One of the benefits of having a website redesign is that most content has already been done. Content probably hasn’t been changed since the website was first launched so it may be worth reviewing all the website content and making changes where needed, if any. 

A mistake we see older websites fall into is welcoming on the homepage with “welcome to…” and adding an about us on the homepage rather than leaving that content for the about us page. We know businesses are proud of their company and their new websites but users are less forgiving, and if they can’t determine what your business does more quickly, then there’s a high chance web visitors are leaving quicker than they come in.

View your Analytics

If you’re lucky enough to have had Google Analytics or another analytical tool installed on your website in the last design, then this could be a crucial tell-all tool of how the website had performed. It’ll show which pages received the most interest, how long users spent on the website, how many sent an enquiry, and much more.

You can check if your site has Analytics installed by going to your website, then right-click view page source, then finding where it says “analytics” like the example below:-

This means your website is recording visitors, it may be worth asking your web company if you weren’t aware of this and would like access.

Assess current performance

Benchmarking current performance will come handy when checking if a new website has delivered improvements. Some areas you may want to look into are page speed, which can be checked with tools like Google’s Pagespeed Insights or GTMetrix, technical errors, which can be checked using a crawler like Screaming Frog to see if any pages carry errors, and indexing, which can be checked by typing “site:” + your domain name into google – this will show every page Google has on your website. 

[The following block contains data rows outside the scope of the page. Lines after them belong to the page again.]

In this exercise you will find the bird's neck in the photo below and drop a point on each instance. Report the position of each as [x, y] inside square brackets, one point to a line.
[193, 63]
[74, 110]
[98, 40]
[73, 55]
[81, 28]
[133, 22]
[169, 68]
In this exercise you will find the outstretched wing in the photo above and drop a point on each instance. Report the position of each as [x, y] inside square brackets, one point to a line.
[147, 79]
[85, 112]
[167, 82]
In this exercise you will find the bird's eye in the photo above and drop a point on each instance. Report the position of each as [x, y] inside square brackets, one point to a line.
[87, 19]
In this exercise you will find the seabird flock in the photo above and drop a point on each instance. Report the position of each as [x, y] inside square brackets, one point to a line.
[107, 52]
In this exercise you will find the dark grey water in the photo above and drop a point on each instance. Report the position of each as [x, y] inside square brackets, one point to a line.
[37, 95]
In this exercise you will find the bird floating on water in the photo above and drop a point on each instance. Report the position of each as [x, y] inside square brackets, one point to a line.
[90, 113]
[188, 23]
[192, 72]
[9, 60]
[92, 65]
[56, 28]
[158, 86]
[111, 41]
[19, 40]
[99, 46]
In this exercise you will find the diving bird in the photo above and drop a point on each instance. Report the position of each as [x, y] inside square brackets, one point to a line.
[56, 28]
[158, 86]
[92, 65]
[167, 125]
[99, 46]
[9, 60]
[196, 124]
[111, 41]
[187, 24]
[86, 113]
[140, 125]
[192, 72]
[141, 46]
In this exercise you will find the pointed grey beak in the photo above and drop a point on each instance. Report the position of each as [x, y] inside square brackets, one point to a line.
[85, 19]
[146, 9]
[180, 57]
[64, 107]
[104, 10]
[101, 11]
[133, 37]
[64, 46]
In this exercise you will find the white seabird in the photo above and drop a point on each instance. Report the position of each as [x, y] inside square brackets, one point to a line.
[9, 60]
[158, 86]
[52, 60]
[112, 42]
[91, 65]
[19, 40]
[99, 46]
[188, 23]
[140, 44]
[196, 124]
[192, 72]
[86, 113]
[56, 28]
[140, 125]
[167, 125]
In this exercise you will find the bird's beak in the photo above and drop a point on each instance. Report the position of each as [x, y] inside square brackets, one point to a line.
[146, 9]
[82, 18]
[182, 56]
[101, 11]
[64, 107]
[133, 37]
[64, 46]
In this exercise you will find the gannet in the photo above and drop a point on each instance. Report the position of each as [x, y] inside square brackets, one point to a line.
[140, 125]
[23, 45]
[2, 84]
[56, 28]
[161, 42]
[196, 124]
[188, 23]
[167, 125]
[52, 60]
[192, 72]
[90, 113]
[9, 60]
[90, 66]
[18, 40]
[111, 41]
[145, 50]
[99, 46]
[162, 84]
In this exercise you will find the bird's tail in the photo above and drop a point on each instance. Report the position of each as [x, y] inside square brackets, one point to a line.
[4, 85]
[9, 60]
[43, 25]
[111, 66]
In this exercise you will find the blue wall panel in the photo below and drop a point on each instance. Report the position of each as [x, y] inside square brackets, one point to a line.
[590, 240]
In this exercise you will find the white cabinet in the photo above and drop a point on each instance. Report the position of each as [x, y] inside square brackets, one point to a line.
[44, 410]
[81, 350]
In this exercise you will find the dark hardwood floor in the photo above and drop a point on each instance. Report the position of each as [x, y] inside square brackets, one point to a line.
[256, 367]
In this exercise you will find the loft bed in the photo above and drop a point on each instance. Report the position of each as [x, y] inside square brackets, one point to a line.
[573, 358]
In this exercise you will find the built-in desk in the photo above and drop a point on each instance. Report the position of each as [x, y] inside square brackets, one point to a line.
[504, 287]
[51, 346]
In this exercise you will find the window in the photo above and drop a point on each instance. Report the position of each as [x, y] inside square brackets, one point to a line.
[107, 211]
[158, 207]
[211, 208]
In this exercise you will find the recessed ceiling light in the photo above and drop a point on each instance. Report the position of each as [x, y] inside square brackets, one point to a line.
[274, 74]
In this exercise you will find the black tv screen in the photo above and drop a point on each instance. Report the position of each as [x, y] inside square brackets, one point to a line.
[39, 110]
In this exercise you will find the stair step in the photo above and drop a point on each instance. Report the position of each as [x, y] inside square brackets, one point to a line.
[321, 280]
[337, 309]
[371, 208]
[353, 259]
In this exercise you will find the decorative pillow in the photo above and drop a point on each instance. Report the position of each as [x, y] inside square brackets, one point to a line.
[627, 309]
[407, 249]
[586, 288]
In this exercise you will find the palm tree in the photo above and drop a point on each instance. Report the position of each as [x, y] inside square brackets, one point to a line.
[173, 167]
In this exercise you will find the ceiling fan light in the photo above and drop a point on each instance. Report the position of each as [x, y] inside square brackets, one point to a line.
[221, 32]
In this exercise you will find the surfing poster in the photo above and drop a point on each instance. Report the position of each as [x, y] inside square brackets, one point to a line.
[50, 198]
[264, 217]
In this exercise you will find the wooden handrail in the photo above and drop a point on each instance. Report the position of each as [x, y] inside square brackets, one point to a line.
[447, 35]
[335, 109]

The obvious things to look out for with these checks would be slow website speed, i.e. over 3 seconds, any indexing issues on Google with your website not showing enough pages or maybe showing too many, and technical errors like broken links or duplicate content.

This step does get quite technical but for the most part, the tools mentioned will tell you if it’s an error and what’s happening, so you’ll be well educated by the end of it.

If you have Analytics installed like we discussed previously, this can also help assess performance based on which pages are your best performing, and assess what visitors are looking for.

Know your audience

Based on your own business’ knowledge, why do people get in touch with your business? What problems does your product or service solve, and what would an audience looking for those services want to see in your website? Determining the focus of your target audience means positioning features before and after each other to provide a great user experience. For example, A business without much brand reputation may need to place testimonials more prominently than say a household brand, to give the web visitor confidence in the business. A driving instructor might need to place a booking system on the contact page as they know web visitors are looking to book in lessons, and so on.

Understanding your users significantly increases the usefulness of your website, making the website redesign all worth it.

Conclusion: Why you want a website redesign in the first place

Last of all, it’s worth bringing it all back to why you were thinking of a redesign in the first place. No doubt, there’s one or two things that stick out as needing addressing; tie those back in to the new website design.